Starting high school I made friends, but the effort reduced the number I made. It's harder to make friends when you're not all playing with the same toys anymore. But after high school I decided to change this, college afforded me the opportunity to seriously build social connections, because all at once I was going through what can be described as yet another move, but so were all my peers. I don't think 'took advantage of' is the right phrase for what I did, it has too many negative connotations; I made friends, I joined groups, I walked to the living spaces of fellow students. I used AIM to connect to people and quickly had as many College Friends in my buddy lists as High School friends. Eventually I got a cell phone and I used it, I called people. In many ways I knew I'd grown up from the introverted child I'd been, I'm still afraid of interaction at times, but I do not shy away from parties and events in the way I used to.
The nomad must always move on. In three days college will have ended a month ago for me; a short time, yes, but one which, like all things past, is completely inaccessible. I have been a nomad in many ways. In the locations I've lived, of course, and also in the groups that I have spent time with. Next year, admissions willing, I'll enter graduate school, and continue forward, and probably stay stationary for the longest time in my life. I may eventually settle, hopefully somewhere pleasant. But for now I see myself on a road through graduate school to post-docs and the life of a researcher and possibly professor. I have grown up in an age where I was a nomad amongst so many whose parents have foundations; I was an alien in community after community. I haven't got the sort of anchoring that many of my peers have but I haven't got the burden of a home that many of them have as well.
My perspective of modern life is very much one where home is simply where one lives, and not where one spends their life. My life has affirmed this up to now, each school was only a temporary and short jaunt into a social setting, every home a longer but just as tenuous connection to some small patch of earth.

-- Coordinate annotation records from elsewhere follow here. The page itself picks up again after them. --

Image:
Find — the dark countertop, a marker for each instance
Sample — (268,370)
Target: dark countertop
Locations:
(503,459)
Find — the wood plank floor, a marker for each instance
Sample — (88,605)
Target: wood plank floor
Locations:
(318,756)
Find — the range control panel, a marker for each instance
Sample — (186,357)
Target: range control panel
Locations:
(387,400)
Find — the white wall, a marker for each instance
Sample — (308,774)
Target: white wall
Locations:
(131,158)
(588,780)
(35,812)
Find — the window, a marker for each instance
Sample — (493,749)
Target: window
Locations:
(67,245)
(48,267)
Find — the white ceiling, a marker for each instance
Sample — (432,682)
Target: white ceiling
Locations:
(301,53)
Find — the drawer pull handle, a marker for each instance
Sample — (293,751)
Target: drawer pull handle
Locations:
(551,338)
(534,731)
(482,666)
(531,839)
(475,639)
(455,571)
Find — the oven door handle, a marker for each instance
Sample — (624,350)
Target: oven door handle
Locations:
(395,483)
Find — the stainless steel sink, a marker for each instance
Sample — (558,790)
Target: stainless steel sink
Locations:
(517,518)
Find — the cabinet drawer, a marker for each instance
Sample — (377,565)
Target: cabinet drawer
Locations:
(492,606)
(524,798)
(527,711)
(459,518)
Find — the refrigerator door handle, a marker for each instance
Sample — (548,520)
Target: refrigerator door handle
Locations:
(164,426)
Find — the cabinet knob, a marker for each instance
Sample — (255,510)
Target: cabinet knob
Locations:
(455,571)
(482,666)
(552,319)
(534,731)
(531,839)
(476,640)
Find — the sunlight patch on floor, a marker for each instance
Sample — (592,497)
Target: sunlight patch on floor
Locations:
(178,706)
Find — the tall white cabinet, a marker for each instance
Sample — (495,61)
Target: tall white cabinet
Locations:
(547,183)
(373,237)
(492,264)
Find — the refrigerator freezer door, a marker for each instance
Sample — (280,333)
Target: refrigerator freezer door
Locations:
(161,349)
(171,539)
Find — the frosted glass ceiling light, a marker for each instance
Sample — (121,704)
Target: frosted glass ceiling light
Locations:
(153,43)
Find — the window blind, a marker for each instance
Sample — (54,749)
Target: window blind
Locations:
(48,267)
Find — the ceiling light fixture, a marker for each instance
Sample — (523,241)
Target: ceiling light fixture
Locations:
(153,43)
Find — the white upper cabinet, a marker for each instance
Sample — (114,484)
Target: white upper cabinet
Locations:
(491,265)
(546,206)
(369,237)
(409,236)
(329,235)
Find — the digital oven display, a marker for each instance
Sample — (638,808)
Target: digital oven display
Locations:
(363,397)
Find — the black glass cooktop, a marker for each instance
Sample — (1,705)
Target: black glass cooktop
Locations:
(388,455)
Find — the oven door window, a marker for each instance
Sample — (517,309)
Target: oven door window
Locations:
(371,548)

My various connections to people, via the web, have lasted longer than my connections to physical settings or real life groups. I realize that my perspective is skewed toward what I have perceived in my own life, that my own experiences are unique and thus not part of the American zeitgeist. As a result I have a hard time relating sometimes to the idea of being in one place for more than 5 years at a time, because that has never been the case for me.
A nomad is independent; a person whose perception of a place is a collection of things. A nomad can appreciate the history of a town, can enjoy living there, can walk about and commune. A nomad can be neighborly, can go to barbeques, can have picnics. But in the end the nomad doesn't stay in that place, no longer muses over its history, walks in a different town and dines with different neighbors. A nomad looks at one town and sees every other town that they've experienced mirrored therein. A nomad can't be a nationalist because a nationalist must first believe they live in the best place ever, in the best town or village or city. The nomad doesn't live in the best town because they recognize that there is no such thing. The degrees to which neighborhoods and towns differ aside from major societal problems, such as crime and poverty, is minimal and down to the minutiae. The idea of a riot between fans of opposing teams seems ridiculously silly. Race and class seem like the silliest barriers to put up between people. And to me, looking at all the pictures of the Earth that have been made from space, borders don't really exist at all.